Y todavía lanza otra frase más contundente aún para darle que pensar, por si al menos el temor a lo que le espera por seguir el camino que ha emprendido le hiciera regresar: «¡Ay del que va a entregarme!; más le valdría no haber nacido». Pero, desgraciadamente, no surte efecto. Ya se hallaba libremente entregado al rey de las tinieblas, y las palabras de Jesús no penetran, sino que resbalan por fuera de su corazón. Dios es pleno amor, y no oculta la plena verdad, porque el amor obra desde la verdad; no se ciega, no se cierra a la verdad que ve. Cuando ve al amado que se va gravemente descarriando, el amor se las apaña para ir ofreciendo gradualmente su mano y lograr un regreso lo menos traumático posible; pero si este no se produjese, el fuerte amor hace que aparezca, nítida y de golpe, toda la verdad; transparente, clara, pura, por dura que sea, dando a conocer lo que ocurrirá de seguir así (“Más le valdría no haber nacido”), como último remedio que salve… ¡Pero siempre estará por medio la libertad del hombre!, aunque cada vez más disminuida para poder ver y elegir si su entrega al mal ha ido creciendo de forma progresiva. Si Judas hubiese reaccionado para bien, otras habrían sido las profecías de los profetas. Descubre Dios totalmente las catastróficas consecuencias que se derivarán de seguir el malo en su actitud y con sus obras. Por parte de Él no va a quedar. Así Jesús, que advierte a todos en distintas ocasiones en el Evangelio de lo que lleva consigo no tomar ni vivir su doctrina; con lo que se encontrarán de manera natural, pues habiendo sido creado el hombre para el amor, para amar, no hacerlo continuadamente sin arrepentimiento sincero y propósito de cambio, lo irá sacando, inexorablemente, de su destino celestial.
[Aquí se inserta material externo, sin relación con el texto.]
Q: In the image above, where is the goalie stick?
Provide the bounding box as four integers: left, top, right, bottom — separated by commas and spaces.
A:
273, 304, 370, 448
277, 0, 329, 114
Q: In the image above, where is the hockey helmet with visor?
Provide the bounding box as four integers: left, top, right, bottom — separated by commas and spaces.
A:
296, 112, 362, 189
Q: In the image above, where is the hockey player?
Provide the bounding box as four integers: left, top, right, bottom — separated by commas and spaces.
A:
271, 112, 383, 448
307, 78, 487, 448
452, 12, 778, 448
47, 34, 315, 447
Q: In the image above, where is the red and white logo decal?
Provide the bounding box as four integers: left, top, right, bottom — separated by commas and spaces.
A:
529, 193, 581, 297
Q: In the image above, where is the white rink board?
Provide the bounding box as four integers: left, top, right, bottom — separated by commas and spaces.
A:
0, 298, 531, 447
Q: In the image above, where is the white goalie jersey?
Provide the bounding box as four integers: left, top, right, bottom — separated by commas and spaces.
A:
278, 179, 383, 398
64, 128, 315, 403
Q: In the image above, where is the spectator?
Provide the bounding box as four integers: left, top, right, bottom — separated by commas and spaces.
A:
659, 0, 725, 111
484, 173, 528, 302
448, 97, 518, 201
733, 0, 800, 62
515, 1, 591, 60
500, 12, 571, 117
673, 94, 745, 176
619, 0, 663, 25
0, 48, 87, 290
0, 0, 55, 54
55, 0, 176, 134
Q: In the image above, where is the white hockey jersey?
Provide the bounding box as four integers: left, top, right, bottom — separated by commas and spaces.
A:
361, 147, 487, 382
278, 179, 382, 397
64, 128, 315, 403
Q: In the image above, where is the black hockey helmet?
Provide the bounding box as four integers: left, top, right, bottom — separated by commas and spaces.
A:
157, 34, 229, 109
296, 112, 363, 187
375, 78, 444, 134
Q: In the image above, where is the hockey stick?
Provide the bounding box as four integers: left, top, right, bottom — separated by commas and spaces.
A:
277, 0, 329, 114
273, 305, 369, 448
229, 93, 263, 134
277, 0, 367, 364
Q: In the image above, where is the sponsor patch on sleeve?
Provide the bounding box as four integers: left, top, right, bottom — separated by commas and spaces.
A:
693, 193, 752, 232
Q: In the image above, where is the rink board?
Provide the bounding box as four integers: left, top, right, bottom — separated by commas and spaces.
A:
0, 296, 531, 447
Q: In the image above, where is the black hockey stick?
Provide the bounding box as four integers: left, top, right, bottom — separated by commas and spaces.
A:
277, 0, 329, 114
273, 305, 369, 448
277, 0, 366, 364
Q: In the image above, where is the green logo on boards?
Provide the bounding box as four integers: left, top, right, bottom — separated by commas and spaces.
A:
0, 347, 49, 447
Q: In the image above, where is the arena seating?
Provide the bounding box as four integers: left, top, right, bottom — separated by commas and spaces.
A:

No es Dios, que agota todas las posibilidades, sino él mismo quien, al irse cerrando, se va excluyendo, no dejándole a Dios otra opción: «Id malditos al fuego eterno preparado para el demonio y sus ángeles, porque tuve hambre y no me disteis de comer…» (Mt 25).

¡Hasta estos avisos extremos llega el puro amor! ¡Así es Dios, amor de infinitos grados, que trasciende lo humano para ser más amor aún! ¡Así es Jesús, divino amor, que llega hasta dar la propia vida por rescatar, si fuera posible, a todos! ¡Así van siendo a lo largo de la Historia todos los hijos de Dios, los que beben la doctrina de Cristo, la guardan, y la ponen por obra!

Cuando Judas vio y oyó preguntar a los demás, también lo hizo él; y, escondido en hipocresía, lanzó su pregunta: «¿Soy yo acaso, Maestro?». No estaba en sintonía de intimidad con Jesús como para llamarle, como los demás, «Señor»; sólo alcanzó a usar un término utilizado protocolariamente también por muchos otros que no le aceptaban como Mesías Salvador: «Maestro».